CAFA PI Data Exploration
The Challenge
This semester, I’ve been working with the BYU Bioinformatics Research Group on the CAFA PI challenge. The goal of CAFA PI is to predict which proteins perform some specific functions. The first major roadblock: no training data was provided.
So we divided into three groups:
- Data acquisition (we needed to get our hands on some training data),
- Data transformation (said training data needed to be formatted), and
- Data analytics.
The goal of this post is to explore the test data in order to inform our future acquisition / tranformation / analytics decisions.
[Insert cool meme here]
The Data
Targets
CAFA PI gives us protein sequences for two organisms:
- Pseudomonas aureginosa (this is the spelling the CAFA website gives, but it seems like the correct spelling is aeruginosa), a multidrug resistant bacteria that’s associated with, among other nasty things, hospital-acquired infections.
- Candida albicans, an opportunistic yeast that’s found in about half of all healthy adults but that will also not hesitate to turn on you as soon as your immune system goes down. Wikipedia says that somewhere between 2,800 and 11,200 people in the U.S. die from Candida infections every year.
The training data comes in FASTA format, so our first order of business is to turn the FASTAs into a tidy, rectangular format. Code to download and parse the data into CSVs can be found on our GitHub repo.

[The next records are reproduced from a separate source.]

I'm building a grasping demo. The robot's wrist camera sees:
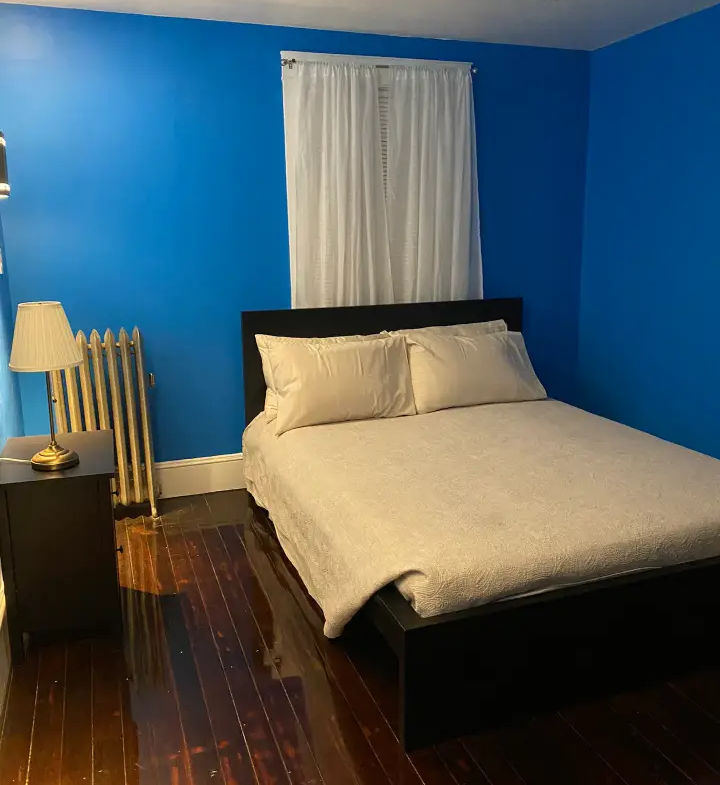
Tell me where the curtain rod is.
[280,57,477,74]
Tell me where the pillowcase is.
[268,336,416,436]
[384,319,507,340]
[408,332,547,414]
[255,334,383,422]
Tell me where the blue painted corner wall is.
[0,5,589,460]
[0,214,23,450]
[578,7,720,458]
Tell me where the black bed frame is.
[242,299,720,749]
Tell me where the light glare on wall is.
[0,131,10,199]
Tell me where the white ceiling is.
[5,0,720,50]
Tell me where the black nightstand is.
[0,431,122,664]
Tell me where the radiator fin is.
[90,330,111,431]
[50,327,157,517]
[75,330,97,431]
[132,327,157,514]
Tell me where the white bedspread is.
[244,401,720,637]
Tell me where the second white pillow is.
[408,332,547,414]
[268,336,416,436]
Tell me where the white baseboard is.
[155,452,245,499]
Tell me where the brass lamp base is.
[30,441,80,472]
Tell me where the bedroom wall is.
[579,7,720,457]
[0,214,23,451]
[0,5,589,460]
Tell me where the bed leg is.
[398,631,452,751]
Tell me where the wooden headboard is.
[242,297,522,423]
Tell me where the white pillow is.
[255,335,383,422]
[268,336,416,436]
[385,319,507,340]
[408,332,547,414]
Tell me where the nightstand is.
[0,431,122,664]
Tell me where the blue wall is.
[579,7,720,457]
[0,5,589,460]
[0,214,23,448]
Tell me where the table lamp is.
[10,302,82,472]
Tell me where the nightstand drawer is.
[0,431,122,664]
[6,478,119,632]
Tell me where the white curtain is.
[283,59,482,308]
[387,66,482,302]
[284,62,393,308]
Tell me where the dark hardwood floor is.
[0,492,720,785]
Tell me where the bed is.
[242,300,720,749]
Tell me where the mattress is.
[243,401,720,637]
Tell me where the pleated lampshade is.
[0,131,10,199]
[10,302,82,372]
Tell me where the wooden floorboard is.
[7,491,720,785]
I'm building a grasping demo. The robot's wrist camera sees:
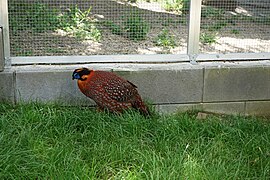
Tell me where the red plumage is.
[72,68,149,116]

Let’s load the data in and take a quick look:
pseudomonas <- read_csv("data/cafa-pi/target.208963.csv")
pseudomonas$Organism <- "Pseudomonas aureginosa"
candida <- read_csv("data/cafa-pi/target.237561.csv")

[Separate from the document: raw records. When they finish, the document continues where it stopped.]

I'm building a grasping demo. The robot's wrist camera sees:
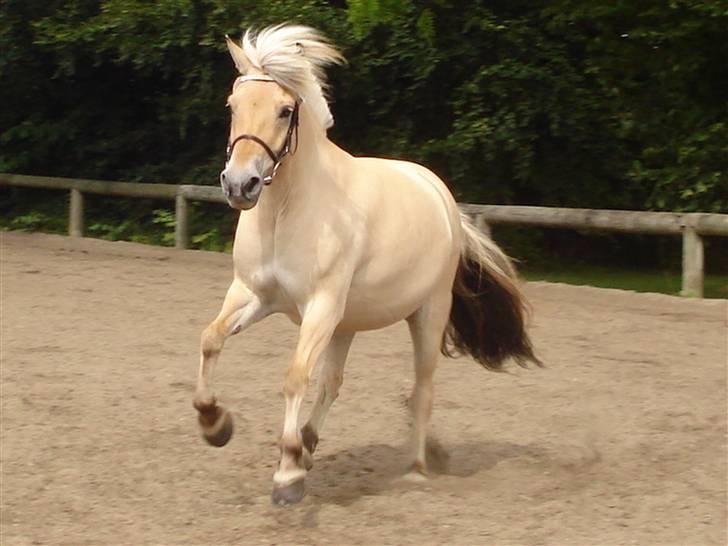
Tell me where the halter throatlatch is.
[225,76,301,185]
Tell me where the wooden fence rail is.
[0,173,728,297]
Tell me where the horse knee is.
[283,366,308,397]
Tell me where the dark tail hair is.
[442,214,543,371]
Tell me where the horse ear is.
[225,34,250,74]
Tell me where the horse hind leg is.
[301,334,354,470]
[400,290,452,480]
[193,280,268,447]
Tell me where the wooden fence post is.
[680,226,704,298]
[174,192,190,248]
[68,188,83,237]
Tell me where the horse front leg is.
[301,333,354,470]
[193,279,270,447]
[272,296,343,506]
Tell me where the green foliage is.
[0,0,728,255]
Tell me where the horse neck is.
[260,108,339,221]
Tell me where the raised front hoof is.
[198,406,233,447]
[271,480,306,506]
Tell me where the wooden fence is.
[0,173,728,297]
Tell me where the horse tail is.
[442,213,543,371]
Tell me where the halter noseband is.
[225,76,301,185]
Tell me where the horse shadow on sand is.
[292,430,601,510]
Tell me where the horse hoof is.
[271,479,306,506]
[198,406,233,447]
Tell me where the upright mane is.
[236,25,344,129]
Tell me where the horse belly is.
[339,235,456,331]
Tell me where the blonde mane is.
[236,25,344,130]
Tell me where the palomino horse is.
[194,26,538,505]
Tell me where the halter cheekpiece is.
[225,75,302,185]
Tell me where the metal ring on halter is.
[225,76,302,185]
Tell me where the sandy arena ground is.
[0,233,728,546]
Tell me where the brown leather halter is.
[225,76,301,185]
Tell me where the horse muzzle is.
[225,169,265,210]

candida$Organism <- "Candida albicans"
targets <- bind_rows(pseudomonas, candida)
targets %>% select(-Sequence) %>% head() %>% kable()
CAFA_ID | Taxon_ID | NCBI_Locus_Tag | Organism |
---|---|---|---|
T2089630000001 | 208963 | PA14_31220 | Pseudomonas aureginosa |
T2089630000002 | 208963 | PA14_64790 | Pseudomonas aureginosa |
T2089630000003 | 208963 | PA14_35250 | Pseudomonas aureginosa |
T2089630000004 | 208963 | PA14_48450 | Pseudomonas aureginosa |
T2089630000005 | 208963 | PA14_29300 | Pseudomonas aureginosa |
T2089630000006 | 208963 | PA14_27470 | Pseudomonas aureginosa |
targets$Sequence %>% head()
## [1] "MSSHHDYIIEITAQHDALKPFAPENGQPLRFKIGDAVIYTNEYGVQFRRCVTGFYRPSGLCGHYARGARYLLNSTSPWVPVAESSLRPDDSA"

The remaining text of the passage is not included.